Learn more about the artist in our interview below, and make sure to check out our new arrivals!
How would you describe your studio?
My studio is a 500 square foot gallery space on the street level of a historic piano factory, and I’m surrounded by galleries, design showrooms, and clothing boutiques. There are four southern-facing windows and beautiful track lights that cut the mix of light perfectly, and this room is where I spend all of my time.
I typically work five days a week and the space is full of pieces that are just getting started, work in progress, work that’s finished, and paintings that are packaged up and being shipped out.
How does your studio space affect your process?
My studio space has shifted dramatically over the last few years, and my relationship to my space has certainly shifted depending on the situation! In the beginning I was working from home; starting out was a painting area in my bedroom and then the spare bedroom once I moved into a slightly larger apartment.
In 2018 I moved to New England and my studio expanded into a retail showroom in the Boston Design Center. Scale was no longer such a limiting factor; I hired an assistant and I was able to really refine the element of my practice that collaborates with professional design projects.
I recently got the opportunity to operate my studio in a gallery space in Sowa, which is the heart of the art and design district in Boston, and I’ve been thrilled with the results!

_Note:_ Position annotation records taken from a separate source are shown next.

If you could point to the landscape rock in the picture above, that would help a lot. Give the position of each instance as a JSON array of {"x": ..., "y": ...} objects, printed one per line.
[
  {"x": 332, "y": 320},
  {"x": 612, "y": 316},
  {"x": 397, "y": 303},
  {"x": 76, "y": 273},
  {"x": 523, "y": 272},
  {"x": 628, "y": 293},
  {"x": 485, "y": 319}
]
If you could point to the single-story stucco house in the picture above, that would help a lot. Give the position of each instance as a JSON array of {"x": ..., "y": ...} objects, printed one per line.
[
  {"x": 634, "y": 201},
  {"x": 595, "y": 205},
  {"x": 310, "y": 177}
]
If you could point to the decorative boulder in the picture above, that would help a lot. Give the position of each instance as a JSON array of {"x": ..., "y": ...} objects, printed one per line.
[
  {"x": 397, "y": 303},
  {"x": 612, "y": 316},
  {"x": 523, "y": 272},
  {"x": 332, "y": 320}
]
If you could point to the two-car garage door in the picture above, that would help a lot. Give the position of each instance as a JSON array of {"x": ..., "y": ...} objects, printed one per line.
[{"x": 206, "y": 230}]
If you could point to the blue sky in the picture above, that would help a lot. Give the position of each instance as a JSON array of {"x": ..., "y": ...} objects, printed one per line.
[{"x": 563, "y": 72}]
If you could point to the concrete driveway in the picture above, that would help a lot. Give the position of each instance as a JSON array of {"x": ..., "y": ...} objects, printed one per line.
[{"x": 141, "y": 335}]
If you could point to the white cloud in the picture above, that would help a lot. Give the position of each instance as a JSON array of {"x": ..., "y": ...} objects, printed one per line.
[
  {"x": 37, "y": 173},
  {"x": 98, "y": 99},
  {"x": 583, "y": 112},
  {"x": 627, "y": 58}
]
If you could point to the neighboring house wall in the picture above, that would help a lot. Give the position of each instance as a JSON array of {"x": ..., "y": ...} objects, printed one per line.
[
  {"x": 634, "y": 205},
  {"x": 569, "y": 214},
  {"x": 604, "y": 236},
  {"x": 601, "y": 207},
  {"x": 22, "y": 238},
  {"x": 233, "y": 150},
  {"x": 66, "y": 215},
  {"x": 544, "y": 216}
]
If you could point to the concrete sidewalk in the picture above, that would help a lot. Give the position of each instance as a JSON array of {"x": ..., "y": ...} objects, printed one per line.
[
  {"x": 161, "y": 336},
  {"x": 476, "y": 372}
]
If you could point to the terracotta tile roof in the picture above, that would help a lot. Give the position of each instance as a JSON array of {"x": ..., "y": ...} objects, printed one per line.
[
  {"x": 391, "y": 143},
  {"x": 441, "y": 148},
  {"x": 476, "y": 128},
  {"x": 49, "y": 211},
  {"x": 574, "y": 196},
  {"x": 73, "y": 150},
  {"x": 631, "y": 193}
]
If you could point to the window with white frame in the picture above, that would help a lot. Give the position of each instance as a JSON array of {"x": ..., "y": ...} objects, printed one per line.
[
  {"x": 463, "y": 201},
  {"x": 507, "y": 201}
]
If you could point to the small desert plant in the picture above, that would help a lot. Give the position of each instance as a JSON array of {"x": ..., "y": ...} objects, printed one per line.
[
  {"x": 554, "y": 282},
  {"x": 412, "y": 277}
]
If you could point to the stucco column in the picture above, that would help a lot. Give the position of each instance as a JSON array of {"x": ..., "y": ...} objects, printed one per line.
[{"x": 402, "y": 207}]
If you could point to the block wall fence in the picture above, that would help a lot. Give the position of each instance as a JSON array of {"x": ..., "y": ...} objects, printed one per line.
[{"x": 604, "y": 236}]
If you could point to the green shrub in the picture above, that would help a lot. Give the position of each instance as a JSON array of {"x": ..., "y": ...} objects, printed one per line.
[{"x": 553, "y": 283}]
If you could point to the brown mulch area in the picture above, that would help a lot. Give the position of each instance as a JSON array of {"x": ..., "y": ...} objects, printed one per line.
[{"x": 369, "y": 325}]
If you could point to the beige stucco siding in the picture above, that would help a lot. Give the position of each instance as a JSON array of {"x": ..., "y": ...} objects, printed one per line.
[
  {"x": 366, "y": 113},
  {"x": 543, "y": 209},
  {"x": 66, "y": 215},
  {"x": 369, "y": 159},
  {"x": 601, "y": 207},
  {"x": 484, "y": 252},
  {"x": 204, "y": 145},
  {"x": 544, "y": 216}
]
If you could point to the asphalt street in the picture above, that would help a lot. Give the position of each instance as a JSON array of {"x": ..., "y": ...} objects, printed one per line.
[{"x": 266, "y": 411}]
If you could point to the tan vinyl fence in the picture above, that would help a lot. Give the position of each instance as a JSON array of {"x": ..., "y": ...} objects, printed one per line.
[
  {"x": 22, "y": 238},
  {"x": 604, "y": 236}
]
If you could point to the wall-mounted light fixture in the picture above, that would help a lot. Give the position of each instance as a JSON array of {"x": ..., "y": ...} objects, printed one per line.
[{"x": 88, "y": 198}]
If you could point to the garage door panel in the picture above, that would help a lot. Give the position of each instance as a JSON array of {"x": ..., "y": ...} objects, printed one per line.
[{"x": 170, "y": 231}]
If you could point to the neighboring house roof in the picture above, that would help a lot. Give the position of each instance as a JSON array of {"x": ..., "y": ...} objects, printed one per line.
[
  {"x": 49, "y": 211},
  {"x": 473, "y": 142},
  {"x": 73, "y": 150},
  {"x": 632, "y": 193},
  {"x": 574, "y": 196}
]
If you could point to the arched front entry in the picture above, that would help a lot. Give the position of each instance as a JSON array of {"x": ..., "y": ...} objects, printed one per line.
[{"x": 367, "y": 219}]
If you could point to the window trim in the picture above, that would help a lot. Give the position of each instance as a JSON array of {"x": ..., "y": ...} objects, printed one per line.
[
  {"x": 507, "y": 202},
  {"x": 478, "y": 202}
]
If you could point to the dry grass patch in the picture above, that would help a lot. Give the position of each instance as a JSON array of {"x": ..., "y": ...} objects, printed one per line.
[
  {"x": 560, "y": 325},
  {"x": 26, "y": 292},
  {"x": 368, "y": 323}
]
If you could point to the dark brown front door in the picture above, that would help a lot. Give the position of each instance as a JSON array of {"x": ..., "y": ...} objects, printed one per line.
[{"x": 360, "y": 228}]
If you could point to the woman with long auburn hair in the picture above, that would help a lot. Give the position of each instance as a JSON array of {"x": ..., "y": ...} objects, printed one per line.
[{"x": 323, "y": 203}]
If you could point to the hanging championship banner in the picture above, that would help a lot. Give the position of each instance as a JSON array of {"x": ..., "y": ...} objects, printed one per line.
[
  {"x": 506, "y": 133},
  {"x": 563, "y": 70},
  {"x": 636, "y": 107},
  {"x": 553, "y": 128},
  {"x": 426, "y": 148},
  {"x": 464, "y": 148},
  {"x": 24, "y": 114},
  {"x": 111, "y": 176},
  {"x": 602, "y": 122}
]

I do private studio visits, wild First Friday event openings, and everything in between. I’ve even been able to host an arts-themed day care center where I make artwork together with the kids. It’s been wonderful!
What does a typical day in the studio look like for you?
I live nearby and I ride my bicycle to the studio every day. I arrive between 8:30 and 9:00 and I change into my “work outfit” immediately and start painting. My work outfit gets a lot of comments… for me it’s jeans, sneakers, a t-shirt, and a sweatshirt, all COMPLETELY covered in paint. It borders on ridiculous, but visitors love it and I get offers to buy my work clothes fairly often.
Each day is different, but I try to get in at least 8 hours of painting per day, and I listen to the public classical music station and lots of jazz. Chet Baker and Bill Evans are currently heavy in the rotation!
What inspires your color choices?
My color choices are made intuitively based on the piece, and Boston comes fully into bloom in the Spring and the colors of the flowers in the neighborhoods influences those choices as well.
If I’m working on a commission piece, I love the opportunity to collaborate with designers and clients on their vision for their spaces and what will be perfect just for them. So on my desk right now are swatches from the Holly Hunt and Phillip Jeffries showrooms and I’m incorporating those colorways into pieces for specific projects using those fabrics.